Flaxseed is obtained from a plant by the botanical name Linum usitassimum. The oil from the seed is extracted for medicinal purposes. Commonly, people use flaxseed in treating several issues concerning gastrointestinal tracts, such as constipation, damaged colon due to overconsumption of laxatives, diarrhea, and inflammation of large intestines, irritable bowel syndrome, and inflammation of the large and small intestines.
Additional uses of flaxseed include treating disorders like heart disease, high blood pressure, high cholesterol, and coronary artery disease. Acne, attention deficit-hyperactivity disorder (ADHD), kidney problems, menopausal symptoms, and breast pain are also dealt with by flaxseed. Recently, it was found out that flaxseed can help people in dealing with weight loss*, depression, obesity, HIV/AIDS*, bladder problems, malaria and rheumatoid arthritis.
How it Works?
Flaxseed is a reliable source of omega-3 fatty acids and fiber. If taken before meal, the high-fiber content helps in making a person feel less* hungry, such that you end up eating less* food. In reference to studies, it is alleged that the fiber binds with cholesterol in the intestines preventing it from being absorbed by your body. Additionally, flaxseed makes platelets that are less* sticky. The combined role that flax seed play on cholesterol and blood clotting lowers the risk of atherosclerosis (hardening of the arteries).
What Flaxseed Contain?
Flaxseed comes with plenty of alpha-linolenic acid (ALA), which happens to be a plant-derived omega-3 fatty acid, commonly found in fish oils. Additionally, flaxseed has lignans, which contains phytoestrogenic and antioxidant properties plus high fiber content. Lignans are renowned to help the heart gain anti-cancer properties.
Benefits of Flaxseed
- Reduces* severity of diabetes by controlling blood-sugar levels.
- Maintains healthy cholesterol levels and blood pressure
- Averts plague formation in arteries
- Has anti-cancer properties
- Prevent tumor formation
- Helps in weight loss*
Although flaxseed promotes* the healing* of inner testiness, the laxative effects of flaxseed can cause diarrhea, frequent bowel movement, or abdominal discomforts.
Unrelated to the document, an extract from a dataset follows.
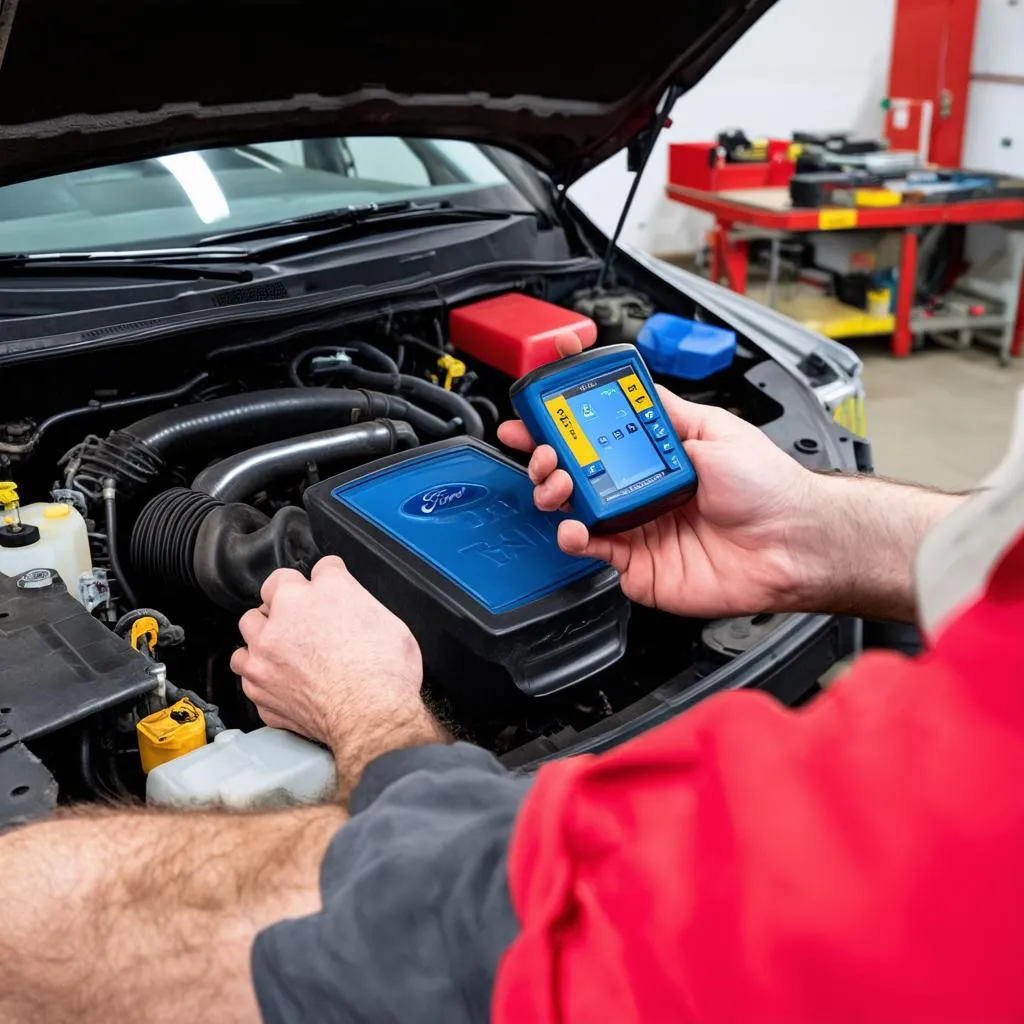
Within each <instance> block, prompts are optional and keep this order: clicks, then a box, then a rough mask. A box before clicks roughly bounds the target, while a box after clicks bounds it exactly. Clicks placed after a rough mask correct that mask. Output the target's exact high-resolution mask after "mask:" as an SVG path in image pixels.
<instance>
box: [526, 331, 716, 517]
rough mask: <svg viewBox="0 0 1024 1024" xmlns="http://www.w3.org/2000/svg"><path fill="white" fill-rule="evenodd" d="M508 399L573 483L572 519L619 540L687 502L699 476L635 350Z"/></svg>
mask: <svg viewBox="0 0 1024 1024" xmlns="http://www.w3.org/2000/svg"><path fill="white" fill-rule="evenodd" d="M509 396H510V397H511V399H512V406H513V407H514V408H515V411H516V413H518V414H519V417H520V419H521V420H522V421H523V423H525V424H526V428H527V429H528V430H529V433H530V435H531V436H532V438H534V440H536V441H537V442H538V443H547V444H551V445H552V446H553V447H554V450H555V452H556V453H557V455H558V465H559V466H560V467H561V468H562V469H564V470H565V471H566V472H567V473H568V474H569V476H571V477H572V515H573V517H574V518H578V519H580V520H582V521H583V523H584V524H585V525H586V526H587V528H588V529H590V531H591V532H592V534H617V532H620V531H621V530H624V529H629V528H631V527H632V526H639V525H640V524H641V523H644V522H648V521H649V520H651V519H655V518H656V517H657V516H659V515H662V513H663V512H667V511H669V510H670V509H673V508H676V507H677V506H679V505H683V504H684V503H685V502H688V501H689V500H690V499H691V498H692V497H693V495H694V494H695V493H696V489H697V475H696V472H695V471H694V469H693V464H692V463H691V462H690V460H689V459H688V458H687V457H686V452H685V451H683V445H682V444H681V443H680V441H679V437H678V435H677V434H676V431H675V428H674V427H673V426H672V423H671V422H670V421H669V417H668V416H667V415H666V412H665V409H664V407H663V406H662V402H660V399H659V398H658V396H657V392H656V391H655V390H654V384H653V381H652V380H651V377H650V373H649V371H648V370H647V367H646V366H645V365H644V361H643V359H642V358H641V356H640V353H639V351H638V350H637V349H636V348H635V347H634V346H633V345H608V346H606V347H604V348H597V349H592V350H591V351H589V352H584V353H582V354H581V355H573V356H569V357H568V358H565V359H559V360H557V361H556V362H549V364H547V365H546V366H543V367H539V368H538V369H537V370H534V371H532V372H530V373H528V374H526V376H525V377H520V378H519V380H517V381H516V382H515V383H514V384H513V385H512V387H511V389H510V391H509Z"/></svg>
There have been cases of severe allergic reactions, though rare, from the use of flaxseed oils and other Linacea plant products. If you suffer from narrowing of the esophagus or intestines, and bowel obstruction, avoid flaxseed.
The high fiber that flaxseed contain helps in weight loss* by improving* satiety levels. Another advantage of flaxseed is its role in lowering cholesterol levels in the blood stream, which is linked to heart disease, obesity, and metabolic syndrome. It is recommendable to consult your physician before resorting to any supplements, let alone flaxseed.